ZehDon
Gold Member
I tend to agree, but for different reasons. I suspect we're seeing transition pains as Xbox evolves due to the nature of the transition. Microsoft is clearly going PC-hybrid next gen - the idea of a closed "Xbox Console" platform is dead. The issue is that they've had to start transitioning the software side today to get it ready, which is long before the open hardware platform is in place. So, instead of seeing a new "open Xbox platform" message with software and hardware that lines up, we're seeing a closed hardware platform with basically no exclusives. Instead of "a new vision for Xbox", we're left with "Microsoft's release strategy makes no fucking sense" until the hardware arrives that makes it make sense.I feel like Microsoft jumped the multiplat gun too soon. A lot of their gaming revenue is now Activision and most of that is multiplat either way. Might as well keep the Xbox Studios and Bethesda games as exclusives to keep Xbox alive instead of killing their Game Pass subs and their GaaS cut.

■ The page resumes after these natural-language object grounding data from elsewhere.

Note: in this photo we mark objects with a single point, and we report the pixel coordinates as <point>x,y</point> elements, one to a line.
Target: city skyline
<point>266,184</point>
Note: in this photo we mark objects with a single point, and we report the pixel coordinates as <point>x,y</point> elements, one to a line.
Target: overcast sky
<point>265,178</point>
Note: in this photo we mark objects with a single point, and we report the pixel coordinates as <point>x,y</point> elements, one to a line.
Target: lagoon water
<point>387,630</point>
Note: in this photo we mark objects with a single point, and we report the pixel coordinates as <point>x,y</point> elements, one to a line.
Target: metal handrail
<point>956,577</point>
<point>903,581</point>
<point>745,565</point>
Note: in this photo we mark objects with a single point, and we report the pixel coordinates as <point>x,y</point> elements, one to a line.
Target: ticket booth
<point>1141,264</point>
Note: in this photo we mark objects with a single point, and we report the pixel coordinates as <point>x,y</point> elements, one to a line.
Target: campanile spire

I'm actually super keen to see their handheld and the kind of Xbox PC they can deliver. An Xbox PC that can run Steam, Epic, and Xbox games? Potent. Microsoft's all in on AI, and that technology has the potential to turbo charge games if a platform was built with it in mind from the ground up. But we're about 18 months away from seeing that stuff. So, until then, Microsoft's Xbox strategy is a negative cycle: their hardware doesn't sell, so they release more games on competitors platforms, so there's less reason to buy their hardware.